**Why this post**

This work was intended to be a simple reply to a question asked a few days ago.

At some point, I realised that the approach I was using could have a more general interest which, in my opinion, was worth a post.

In a few words, this post is about solving an algebra problem using a method originally designed to tackle statistical problems.

**The Context**

Recently @raj2018 submitted a question I'm going to resume this way:

Let **S(phi ; beta, f)** a function of **phi** parameterized by **beta** and **f**.

Here is the graph of **S(phi ; 0.449, 0.19) ** @raj2018 provided

@raj2018 then asked how we can find other values** (A, B**) of values for (**beta, f)** such that the graph of **S(phi, A, B)** has the same aspect of the graph above.

More precisely, let **phi_0** the largest strictly negative value of **phi** such that **S(phi_0, A, B) = 0**.

Then **S(phi, A, B)** must be negative (strictly negative?) in the open interval **(phi_0, 0)**, and must have exactly 3 extrema in this range.

I will said the point ** (A, B) **is admissible is **S(phi, A, B)** verifies thess conditions

The expression of **S(phi, A, B) **is that complex that it is likely impossible to find an (several?, all?) admissible point using analytic developments.

**The approach**

When I began thinking to this problem I early thought to find the entire domain of admissible points: was it something possible, at least with some reasonable accuracy?

Quite rapidly I draw an analogy with an other type of problems whose solution is part of my job: the approximate construction of the probability density function (PDF) of multivariate random variables (obviously this implies that no analytical expression of this PDF is available). This is a very classical problem in Bayesian Statistics, for instance when we have to construt an approximation of a posterior PDF.

To stick with this example and put aside the rare situations where this PDF can be derived analytically, building a posterior PDF is largely based on specific numerical methods.

The iconic one is known under the generic name MCMC which stands for **Markov Chain Monte Carlo**.

Why am I speaking about **MCMC** or PDF or even random variables?

Let us consider some multivariate random variable **R** whose PDF as a constant on some bounded domain **D** and is equal to 0 elsewhere. **R** is then a uniform random variable with support **supp(R) = D**.

Assuming the domain **Adm** of admissible **(beta, f) **is bounded, we may think of it as the support of some uniform random variable.
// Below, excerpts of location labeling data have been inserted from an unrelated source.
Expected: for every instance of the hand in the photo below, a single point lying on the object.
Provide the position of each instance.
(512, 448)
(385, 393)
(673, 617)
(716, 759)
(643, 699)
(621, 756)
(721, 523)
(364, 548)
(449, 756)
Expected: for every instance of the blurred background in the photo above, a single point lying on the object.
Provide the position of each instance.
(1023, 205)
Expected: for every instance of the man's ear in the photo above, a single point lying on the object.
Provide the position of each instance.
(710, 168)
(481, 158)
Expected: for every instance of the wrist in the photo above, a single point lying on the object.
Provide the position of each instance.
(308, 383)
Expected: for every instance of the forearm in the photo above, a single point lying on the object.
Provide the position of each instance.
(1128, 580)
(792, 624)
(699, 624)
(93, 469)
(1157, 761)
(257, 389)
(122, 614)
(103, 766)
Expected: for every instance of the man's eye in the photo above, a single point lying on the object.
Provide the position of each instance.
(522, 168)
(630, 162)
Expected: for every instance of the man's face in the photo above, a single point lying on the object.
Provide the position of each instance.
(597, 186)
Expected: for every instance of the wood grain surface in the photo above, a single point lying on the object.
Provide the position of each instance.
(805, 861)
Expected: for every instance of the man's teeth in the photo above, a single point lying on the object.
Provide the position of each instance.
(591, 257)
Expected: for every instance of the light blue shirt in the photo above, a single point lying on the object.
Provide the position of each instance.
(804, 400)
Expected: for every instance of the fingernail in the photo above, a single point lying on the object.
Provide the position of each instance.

Following this analogy we may expect to use some **MCMC** method to "__build the PDF of the bivariate random variable __**(beta, f**)", otherwise stated "__to capture the boundary of __**Adm**".

The simplest **MCMC** method is the Metropolis-Hastings algorithm (**MH**).

In a few simple words **MH** builds a Markov chain this way:

- Let us assume that the chain already contains elements
** e**_{1}, ..., e_{n}.

Let *f* some suitable "fitness" function (whose nature is of no importance right now).
- A potential new element
**c**_{ }is randomly picked in some neighborhood or **e**_{n}.
- If the ratio
*f *(**c**) / *f *(**e**_{n}) is larger than 1, we decide to put **c**_{ }into the chain (thus **e**_{n+1 }= c) otherwise we leave it to chance to decide whether or not **c**_{ }iis put into the chain.

If chance decides the contrary, then **e**_{n} is duclicated (thus **e**_{n+1 }= e_{n}).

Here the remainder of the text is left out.